Tuned-In/Tuned-Out Travelers

People are missing out the natural sound while travelling thanks to the earpieces. 

When an Internet blogger recently identified the “most important posting of the year that everyone should read,” my curiosity was whetted. It was a September 2013 piece by Frank Bruni, the New York Times columnist. Bruni’s ‘Traveling Without Seeing’ is an insightful take on how so many modern travelers roam the globe, and through life itself, caught up in “a thoroughly customized cocoon” of our own making, unable to see or hear what’s going on around us. We are overwhelmed, he says, by all “our hard drives, our wired ways, ‘the cloud’ and all of that.” 


How often have you seen (or have been) a tuned-out traveler trudging blithely along wearing ear buds wired to an iPod, oblivious of all else. We fashionable moderns, Bruni goes on, have an “unprecedented ability to tote around and dwell in a snugly tailored reality of our own creation, a monochromatic gallery of our own curation...”

Some years ago one August, I led a small research expedition to Muktinath on the occasion of the Hindu festival of Janai Purnima. The August Full Moon Day (purnima) is a time when Hindus visit holy sites for ritual bathing and worship, and for ‘twice born’ men to change their sacred string (janai).
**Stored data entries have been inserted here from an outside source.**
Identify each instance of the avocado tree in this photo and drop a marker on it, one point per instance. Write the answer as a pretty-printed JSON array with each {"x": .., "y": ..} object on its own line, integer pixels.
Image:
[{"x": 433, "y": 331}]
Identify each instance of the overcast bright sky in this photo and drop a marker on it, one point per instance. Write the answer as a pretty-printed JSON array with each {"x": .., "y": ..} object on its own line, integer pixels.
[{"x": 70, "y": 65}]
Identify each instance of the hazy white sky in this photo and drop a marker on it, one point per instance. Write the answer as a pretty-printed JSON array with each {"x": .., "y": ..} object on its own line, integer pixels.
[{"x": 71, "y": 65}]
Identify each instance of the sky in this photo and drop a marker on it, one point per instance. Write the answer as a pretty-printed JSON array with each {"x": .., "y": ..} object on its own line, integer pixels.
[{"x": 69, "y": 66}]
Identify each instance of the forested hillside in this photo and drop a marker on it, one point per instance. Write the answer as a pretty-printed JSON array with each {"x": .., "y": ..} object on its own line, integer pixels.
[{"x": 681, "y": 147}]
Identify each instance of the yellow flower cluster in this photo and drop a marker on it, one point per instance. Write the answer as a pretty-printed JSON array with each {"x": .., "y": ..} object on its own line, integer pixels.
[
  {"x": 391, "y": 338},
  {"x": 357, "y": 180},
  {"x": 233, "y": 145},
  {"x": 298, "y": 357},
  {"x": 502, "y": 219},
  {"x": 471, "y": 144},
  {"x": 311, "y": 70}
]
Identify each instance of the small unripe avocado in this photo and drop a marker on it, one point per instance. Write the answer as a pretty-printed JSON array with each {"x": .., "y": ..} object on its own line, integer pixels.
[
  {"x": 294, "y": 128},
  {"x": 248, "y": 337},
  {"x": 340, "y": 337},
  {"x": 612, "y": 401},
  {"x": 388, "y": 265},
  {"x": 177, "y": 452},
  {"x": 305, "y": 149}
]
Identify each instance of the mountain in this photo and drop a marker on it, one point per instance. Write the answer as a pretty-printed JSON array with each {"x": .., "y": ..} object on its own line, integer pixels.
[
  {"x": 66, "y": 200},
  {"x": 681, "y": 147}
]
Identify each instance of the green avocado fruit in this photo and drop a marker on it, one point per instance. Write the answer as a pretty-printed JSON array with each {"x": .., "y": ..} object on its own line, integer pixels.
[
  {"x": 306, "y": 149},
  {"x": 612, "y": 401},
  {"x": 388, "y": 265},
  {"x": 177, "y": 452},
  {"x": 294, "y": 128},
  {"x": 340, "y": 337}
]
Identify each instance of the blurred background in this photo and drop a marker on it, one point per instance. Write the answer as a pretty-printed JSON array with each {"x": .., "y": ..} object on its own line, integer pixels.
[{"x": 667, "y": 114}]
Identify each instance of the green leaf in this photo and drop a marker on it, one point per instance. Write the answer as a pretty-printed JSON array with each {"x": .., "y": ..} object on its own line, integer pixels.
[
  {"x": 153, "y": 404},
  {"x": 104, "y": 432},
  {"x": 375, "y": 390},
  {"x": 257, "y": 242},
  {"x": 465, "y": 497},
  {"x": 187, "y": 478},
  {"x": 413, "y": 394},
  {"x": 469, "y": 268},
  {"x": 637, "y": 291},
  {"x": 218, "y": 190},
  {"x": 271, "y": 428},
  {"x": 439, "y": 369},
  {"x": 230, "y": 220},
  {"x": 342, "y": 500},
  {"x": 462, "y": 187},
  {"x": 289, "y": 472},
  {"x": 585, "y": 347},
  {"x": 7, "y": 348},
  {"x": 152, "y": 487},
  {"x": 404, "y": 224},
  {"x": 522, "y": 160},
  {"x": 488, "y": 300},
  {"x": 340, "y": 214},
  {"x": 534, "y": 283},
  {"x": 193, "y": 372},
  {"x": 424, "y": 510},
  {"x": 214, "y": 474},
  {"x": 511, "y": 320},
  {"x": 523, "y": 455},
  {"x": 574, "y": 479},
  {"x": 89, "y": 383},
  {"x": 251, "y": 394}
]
For that, Muktinath is a popular pilgrimage destination. 
It was well before the road to Muktinath was constructed, back in pre-iPod times, so we trekked northwest from Pokhara for most of a week with our eyes and ears wide open. I’d been to Muktinath several times already, but never during a pilgrimage. Along the way we joined a group of elderly villagers, men and women who, despite their age and the arduous trail, were determined to reach the sacred mountain shrine barefoot, following the dictum of the Purans. One evening they invited us to join them to sing hari-kirtan, songs in praise of the deities. They were trekking with all senses alert, spiritually receptive. At Muktinath they anticipated taking darshan (virtual audience) with Lord Vishnu himself.


We were accompanied on that trip by an audio engineer and a producer from America’s National Public Radio, intent on recording our adventure as an FM radio feature. Before the trip they asked me what sounds we could expect to hear along the way. It was easy to tell them what we would see - snowcapped peaks, deep blue skies, Thakali villages, farmers toiling in the fields, and herdsmen tending yaks on the hillsides. But it took a few moments to jog my memory for the typical sounds on the trail, in the villages, at the shrine. 
Then it all came to me, the sounds I had heard countless times, memorable sounds that were just as meaningful and colorful as the scenery - animal bells jangling, the howling wind, pilgrims singing, conch shells blaring, and the temple pujari reciting sacred scripture in the typical monotone of his calling. Together with the amazing scenery, the unique sounds of the trail serve to highlight the rich cultural and natural ambiance of a place. 


Some months later, when NPR aired the program featuring our pilgrimage expedition, I heard them once again. In one segment, five separate recordings were superimposed one atop the other to create a unique audio collage - rushing water along with horse hooves splashing, bells jangling, hari-kirtan being sung softly in the background, and the narrator (our engineer) quietly relating the experience, in a voice nearly breathless from the altitude. It may sound contrived but he did a masterful job of squeezing those distinct sounds down into one audio scene. As I listened, I relived what we had heard, and seen, of reality on the pilgrim trail. 
Nobody was wearing ear buds. There were no iPods. We had only our own senses to see the views and hear rhythms of the trail in one unforgettable, combined stereographic/stereophonic ‘image’. We walked to Muktinath and back fully attuned to the reality around us. Even the occasional sounds of silence were inspiring.